Sanders's campaign, for its part, wouldn’t detail in emails what administrative steps he’d take. Instead the campaign pointed to his record -- including the list of 104 written questions he gave DeVos during her January 2017 confirmation hearings, in which he expressed support for the gainful-employment and borrower-defense rules.

“For-profit colleges enroll only 10 percent of all students but account for nearly 30 percent of student loan borrowers, and 35 percent of all defaults,” he wrote in one question. “One of the protections put in place is the gainful employment rule … If confirmed, do you plan on keeping this regulation in place or rolling it back to enrich your billionaire friends?”

He also noted that Grand Rapids, Mich., where DeVos earned her bachelor’s degree at Calvin College, was home to a branch of the defunct Corinthian Colleges. “Do you believe that [Corinthian’s] former students should pay for what the industry admits were ‘mistakes?’”
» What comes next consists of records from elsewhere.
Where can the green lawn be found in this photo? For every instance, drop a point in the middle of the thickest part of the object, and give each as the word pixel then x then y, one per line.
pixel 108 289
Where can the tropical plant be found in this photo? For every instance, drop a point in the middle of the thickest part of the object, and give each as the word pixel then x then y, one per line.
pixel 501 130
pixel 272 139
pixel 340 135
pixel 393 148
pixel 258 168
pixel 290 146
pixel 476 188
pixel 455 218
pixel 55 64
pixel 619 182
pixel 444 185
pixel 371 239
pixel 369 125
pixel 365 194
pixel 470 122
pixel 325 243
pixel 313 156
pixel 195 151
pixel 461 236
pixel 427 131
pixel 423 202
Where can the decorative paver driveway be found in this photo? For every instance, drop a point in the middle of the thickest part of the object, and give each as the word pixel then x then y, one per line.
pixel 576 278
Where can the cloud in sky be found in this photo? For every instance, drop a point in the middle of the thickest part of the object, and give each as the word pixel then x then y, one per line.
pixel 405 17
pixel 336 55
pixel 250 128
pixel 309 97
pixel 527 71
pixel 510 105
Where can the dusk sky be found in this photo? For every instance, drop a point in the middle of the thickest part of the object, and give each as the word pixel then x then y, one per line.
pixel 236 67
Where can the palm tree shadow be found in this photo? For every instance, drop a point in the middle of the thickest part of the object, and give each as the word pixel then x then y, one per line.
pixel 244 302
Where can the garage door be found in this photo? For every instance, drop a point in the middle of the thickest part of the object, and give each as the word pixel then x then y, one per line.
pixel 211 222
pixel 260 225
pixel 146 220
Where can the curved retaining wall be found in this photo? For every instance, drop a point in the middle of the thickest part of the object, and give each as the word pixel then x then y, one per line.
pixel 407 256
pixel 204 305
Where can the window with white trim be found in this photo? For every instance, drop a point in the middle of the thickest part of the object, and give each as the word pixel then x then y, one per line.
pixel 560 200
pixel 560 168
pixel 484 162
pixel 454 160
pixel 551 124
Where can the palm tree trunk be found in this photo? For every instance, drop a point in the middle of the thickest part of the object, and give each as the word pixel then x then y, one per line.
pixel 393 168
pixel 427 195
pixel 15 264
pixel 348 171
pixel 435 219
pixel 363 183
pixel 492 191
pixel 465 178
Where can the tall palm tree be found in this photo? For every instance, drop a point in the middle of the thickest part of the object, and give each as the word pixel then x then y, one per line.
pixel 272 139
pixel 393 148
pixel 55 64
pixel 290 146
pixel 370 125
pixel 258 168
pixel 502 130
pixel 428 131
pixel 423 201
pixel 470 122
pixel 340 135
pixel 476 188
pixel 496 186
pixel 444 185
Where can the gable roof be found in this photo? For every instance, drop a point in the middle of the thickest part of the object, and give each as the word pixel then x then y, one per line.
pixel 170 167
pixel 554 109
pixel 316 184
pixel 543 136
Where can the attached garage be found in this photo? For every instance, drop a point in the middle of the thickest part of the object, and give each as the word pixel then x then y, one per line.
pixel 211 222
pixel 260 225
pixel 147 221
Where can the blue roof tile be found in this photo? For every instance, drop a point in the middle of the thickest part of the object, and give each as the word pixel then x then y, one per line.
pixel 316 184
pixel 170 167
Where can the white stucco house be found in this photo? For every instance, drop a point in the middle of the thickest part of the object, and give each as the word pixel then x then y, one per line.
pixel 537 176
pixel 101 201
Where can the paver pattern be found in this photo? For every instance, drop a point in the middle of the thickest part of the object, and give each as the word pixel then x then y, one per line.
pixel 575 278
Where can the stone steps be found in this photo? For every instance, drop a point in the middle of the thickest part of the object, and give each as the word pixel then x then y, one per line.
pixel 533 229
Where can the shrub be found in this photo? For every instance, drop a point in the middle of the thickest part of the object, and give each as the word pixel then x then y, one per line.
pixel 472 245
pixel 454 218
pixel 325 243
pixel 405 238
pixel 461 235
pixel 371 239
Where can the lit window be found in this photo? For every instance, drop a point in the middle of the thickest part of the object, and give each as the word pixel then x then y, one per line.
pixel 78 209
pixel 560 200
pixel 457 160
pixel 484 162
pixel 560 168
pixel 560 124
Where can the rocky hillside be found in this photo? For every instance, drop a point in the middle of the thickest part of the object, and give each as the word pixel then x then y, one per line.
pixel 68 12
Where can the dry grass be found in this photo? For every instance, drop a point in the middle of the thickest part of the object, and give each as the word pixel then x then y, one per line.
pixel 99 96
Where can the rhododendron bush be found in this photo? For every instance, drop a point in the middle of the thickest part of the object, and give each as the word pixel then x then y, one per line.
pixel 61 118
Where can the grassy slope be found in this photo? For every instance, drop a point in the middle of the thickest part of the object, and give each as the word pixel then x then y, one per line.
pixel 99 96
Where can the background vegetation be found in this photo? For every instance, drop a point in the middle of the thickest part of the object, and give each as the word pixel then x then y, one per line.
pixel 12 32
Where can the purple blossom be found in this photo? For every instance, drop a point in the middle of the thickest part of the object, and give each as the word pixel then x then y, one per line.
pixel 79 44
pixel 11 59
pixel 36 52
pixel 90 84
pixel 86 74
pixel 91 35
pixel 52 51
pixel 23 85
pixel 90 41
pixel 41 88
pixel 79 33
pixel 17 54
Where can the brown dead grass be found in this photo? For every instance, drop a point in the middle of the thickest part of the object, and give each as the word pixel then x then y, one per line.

Sanders also appears likely to want a more aggressive CFPB, signing a letter with 14 other Democratic senators in 2018 that blasted the bureau's then acting director, Mick Mulvaney. The letter came after the CFPB's student loan ombudsman resigned, saying in his resignation letter that under Mulvaney’s leadership, "the bureau has abandoned the very consumers it is tasked by Congress with protecting."

"Sanders did support those things in the Senate," said Clare McCann, New America's deputy director for federal higher education policy. "It's just not things he's laid out clearly in his plan."

it's unclear if Sanders would follow Senator Elizabeth Warren, who said before dropping out of the Democratic presidential nomination race earlier this month that she’d cancel student debt administratively.

Warren had said she would have used the department’s discretion under the Higher Education Act to wipe away loans, even when borrowers don’t meet the eligibility requirements for specific forgiveness programs.

Sanders’s campaign wouldn’t say if it would take that approach, and Huelsman wasn’t sure.

“On one hand, Sanders is somewhat of a Senate institutionalist, and all signs point to him trying to push tuition-free college and debt cancellation legislatively,” he said. “But I absolutely could see him following Senator Warren’s lead and trying to accomplish debt cancellation through some sort of settlement and compromise authority.”